To them, said Aisha as we stood observing the scene, we are the enemy. Thats how they see us, all of us, people like us, feminists, progressives. Thats just how it is. She spoke ruminatively, as if resuming a conversation, which in a way she was. I understood at once of course whom she meant by them: Muslims who wore or required the wearing of hijab. We cant ignore that, she continued, or simply pretend it isnt so. And anyway they are our enemies. They threaten us, ban our books or try to, oppose everything we stand for. Thats just how it is.

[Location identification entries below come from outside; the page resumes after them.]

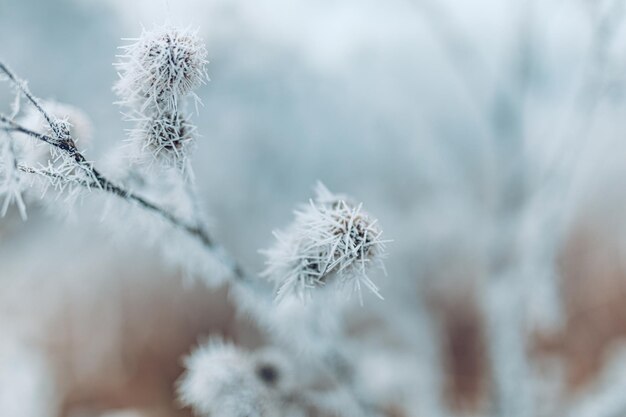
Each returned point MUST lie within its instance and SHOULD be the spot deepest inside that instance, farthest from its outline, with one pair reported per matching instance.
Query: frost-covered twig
(159, 70)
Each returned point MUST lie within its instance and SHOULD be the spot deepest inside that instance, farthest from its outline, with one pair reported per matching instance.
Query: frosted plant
(330, 241)
(222, 380)
(12, 183)
(157, 73)
(37, 153)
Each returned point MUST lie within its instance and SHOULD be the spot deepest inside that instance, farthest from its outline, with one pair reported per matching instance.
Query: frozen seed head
(161, 67)
(166, 139)
(70, 122)
(330, 241)
(222, 380)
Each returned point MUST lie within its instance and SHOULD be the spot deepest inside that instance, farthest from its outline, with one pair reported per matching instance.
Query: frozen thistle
(157, 73)
(331, 240)
(70, 122)
(165, 138)
(161, 67)
(222, 380)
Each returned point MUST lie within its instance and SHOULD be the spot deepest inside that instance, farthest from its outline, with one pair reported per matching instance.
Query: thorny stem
(197, 231)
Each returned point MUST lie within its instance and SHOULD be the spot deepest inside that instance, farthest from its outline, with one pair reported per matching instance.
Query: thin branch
(197, 231)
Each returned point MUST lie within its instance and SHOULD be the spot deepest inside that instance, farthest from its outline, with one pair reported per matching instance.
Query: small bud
(160, 68)
(166, 139)
(70, 122)
(331, 240)
(221, 380)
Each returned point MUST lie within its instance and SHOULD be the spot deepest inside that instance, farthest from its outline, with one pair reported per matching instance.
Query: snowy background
(398, 103)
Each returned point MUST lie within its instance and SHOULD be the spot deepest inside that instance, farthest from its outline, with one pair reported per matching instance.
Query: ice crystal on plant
(221, 380)
(70, 121)
(157, 72)
(161, 67)
(330, 240)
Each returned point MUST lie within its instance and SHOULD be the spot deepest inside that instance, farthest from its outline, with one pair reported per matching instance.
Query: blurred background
(487, 136)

It was one of those lovely, long summer evenings, a perfect sliver of moon in the deep sky. The Islamic calendar being a lunar one, I wondered for a moment whether the group had gathered in connection with a significant date or feast, but I couldnt think of anything, nor could Aisha. In the Muslim-majority countries in which we had both grown up, one didnt have to make a special effort to know where we were exactly in the Islamic calendar since its significant dates and feast days were ordinarily marked and celebrated by the broader society. But here we lived our lives by other times and other calendars, and special dates and feasts typically slipped by unremarked and unremembered. Even discovering when Ramadan was (in those pre-internet days) required special effort and research. Today, astonishingly to some of us, the Empire State Building is lit green to mark the month of Ramadan.

And now, said Aisha, as we resumed our walk, the twilight now perceptibly closing in, our own friends defend them. And whats worse, she went on, as we were saying, theyre right to do so. This is what they have to do in this country, defend minorities, defend peoples right to be different. Thats why we love their societies. Thats why we want to be like them.

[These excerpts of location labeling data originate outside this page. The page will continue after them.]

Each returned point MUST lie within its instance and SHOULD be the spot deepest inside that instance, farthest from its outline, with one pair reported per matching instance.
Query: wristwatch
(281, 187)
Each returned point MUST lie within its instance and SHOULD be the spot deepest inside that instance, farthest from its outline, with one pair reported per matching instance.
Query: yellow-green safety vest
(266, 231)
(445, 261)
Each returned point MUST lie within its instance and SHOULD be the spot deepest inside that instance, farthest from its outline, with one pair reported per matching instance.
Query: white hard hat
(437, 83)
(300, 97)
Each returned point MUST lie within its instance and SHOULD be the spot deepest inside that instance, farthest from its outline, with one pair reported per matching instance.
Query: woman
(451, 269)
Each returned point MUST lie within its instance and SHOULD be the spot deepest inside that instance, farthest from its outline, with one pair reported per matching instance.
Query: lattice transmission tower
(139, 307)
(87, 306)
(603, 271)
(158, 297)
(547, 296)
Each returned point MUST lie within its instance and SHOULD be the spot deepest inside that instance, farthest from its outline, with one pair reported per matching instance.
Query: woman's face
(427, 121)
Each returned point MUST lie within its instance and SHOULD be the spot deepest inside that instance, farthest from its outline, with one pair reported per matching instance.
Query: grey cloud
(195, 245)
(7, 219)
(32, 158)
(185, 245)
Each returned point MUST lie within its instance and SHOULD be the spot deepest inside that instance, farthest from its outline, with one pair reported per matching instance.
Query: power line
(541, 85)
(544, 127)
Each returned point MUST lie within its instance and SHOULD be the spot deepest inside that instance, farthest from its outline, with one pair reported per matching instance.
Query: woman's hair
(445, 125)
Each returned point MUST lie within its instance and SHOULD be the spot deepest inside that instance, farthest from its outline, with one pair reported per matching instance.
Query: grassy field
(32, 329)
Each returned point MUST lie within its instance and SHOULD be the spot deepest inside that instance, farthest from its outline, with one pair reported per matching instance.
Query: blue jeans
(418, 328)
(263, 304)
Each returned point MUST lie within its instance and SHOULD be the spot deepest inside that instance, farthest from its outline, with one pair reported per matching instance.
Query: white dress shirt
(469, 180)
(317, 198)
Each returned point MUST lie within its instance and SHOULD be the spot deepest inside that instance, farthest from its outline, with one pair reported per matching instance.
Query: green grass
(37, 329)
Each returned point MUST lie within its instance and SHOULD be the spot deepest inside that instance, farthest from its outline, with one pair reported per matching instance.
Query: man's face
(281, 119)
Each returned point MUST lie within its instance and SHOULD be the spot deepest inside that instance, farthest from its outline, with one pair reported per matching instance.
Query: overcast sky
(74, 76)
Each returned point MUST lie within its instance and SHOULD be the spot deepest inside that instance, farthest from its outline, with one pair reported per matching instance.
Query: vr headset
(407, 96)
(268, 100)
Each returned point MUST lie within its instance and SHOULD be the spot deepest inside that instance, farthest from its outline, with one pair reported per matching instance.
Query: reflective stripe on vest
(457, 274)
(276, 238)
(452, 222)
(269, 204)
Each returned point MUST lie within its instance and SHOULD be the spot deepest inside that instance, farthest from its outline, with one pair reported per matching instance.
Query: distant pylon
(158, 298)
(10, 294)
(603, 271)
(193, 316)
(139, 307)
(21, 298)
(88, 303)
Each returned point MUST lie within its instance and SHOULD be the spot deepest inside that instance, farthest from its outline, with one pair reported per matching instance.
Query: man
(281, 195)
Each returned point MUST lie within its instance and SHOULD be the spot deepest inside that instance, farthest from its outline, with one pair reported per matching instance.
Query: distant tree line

We had gone back and forth many times on this subject through the past few days, over coffee and tea and the meals we had shared. This was a new and different time for us, posing new questions in the field of women and Islam, in which we both worked. When we began working on the subject in the 1970s there had been neither a Muslim immigrant problem in Europe, as was brewing now, nor was fear of Islam and Muslims in connection with terrorism even an issue. Both of these had begun to become issues mostly in the 1990s. In France the subject of women and Islam and the veil in particular were emerging as highly politicized issues in the fierce national debates under way around immigration policies, and they were topics that were often invoked in particular by the Right, who were in favor of restricting immigration. How, we wondered, would these winds of change complicate our subject even further, and how would this affect our work?